JohanPersson.nu

My Digital Brain

Being a BizApps MVP

About two years ago, I got that amazing email in my mailbox that started with “We’re pleased to present you with the Microsoft Most Valuable Professional (MVP) award,” which at the time (and still) was a bit surreal.

I have now had the title for two years, and I am writing this because I have just been traveling to my second MVP Global (in-person) Summit. This was an excellent time to reflect on what it means to be a BizApps MVP.

Microsoft MVP is a title you can get awarded for contributing to the community and helping others understand Microsoft products. You are awarded in one (or rare cases two, or even fewer cases three!!) award categories. My area is Business Applications since my main focus is on Dynamics 365 for Finance and Supply Chain; others are Azure, Development, Windows, and others. With the award comes access to multiple channels for Microsoft, such as email distribution lists and Teams channels, where we can ask questions to the different teams at Microsoft and our fellow MVPs.

Why I want to be an MVP

There are, of course, multiple reasons why I love being an MVP. Some of them are related to my work, and some of them are being part of a great community.

The Community

I have always been a huge fan of the “Community” and believe that together, we can be better and help each other.

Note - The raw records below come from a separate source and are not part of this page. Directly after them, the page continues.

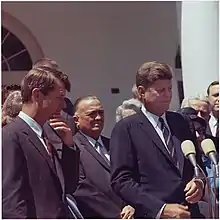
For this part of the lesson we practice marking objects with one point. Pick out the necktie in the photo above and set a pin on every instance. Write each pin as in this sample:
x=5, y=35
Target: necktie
x=101, y=149
x=54, y=158
x=168, y=140
x=217, y=129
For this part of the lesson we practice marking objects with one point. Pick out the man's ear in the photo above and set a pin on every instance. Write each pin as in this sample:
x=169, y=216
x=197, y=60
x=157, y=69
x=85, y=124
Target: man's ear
x=141, y=91
x=76, y=120
x=36, y=95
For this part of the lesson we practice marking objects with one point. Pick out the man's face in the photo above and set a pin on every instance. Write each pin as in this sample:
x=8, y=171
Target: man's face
x=157, y=97
x=202, y=108
x=53, y=101
x=90, y=117
x=214, y=97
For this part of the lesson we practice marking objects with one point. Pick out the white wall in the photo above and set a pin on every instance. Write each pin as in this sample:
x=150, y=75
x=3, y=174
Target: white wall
x=101, y=45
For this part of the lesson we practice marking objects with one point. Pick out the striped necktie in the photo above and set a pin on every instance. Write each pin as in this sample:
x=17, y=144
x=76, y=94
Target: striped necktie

Being an MVP is a community title. Having a voice in the community is a great honor, and channeling the community feedback I get into the product groups and the product managers at Microsoft makes it all worth it. I truly believe that a good feedback loop between Microsoft and its customers benefits all. Being able to guide Microsoft to build a better product, making it more flexible where it makes sense, and helping them understand the customer challenges are important for customers and the product teams.

Meeting with the community at conferences and talking to end users and IT makes it possible to understand how the products are used. It also means that I get an opportunity to spread the best practices set in place by Microsoft.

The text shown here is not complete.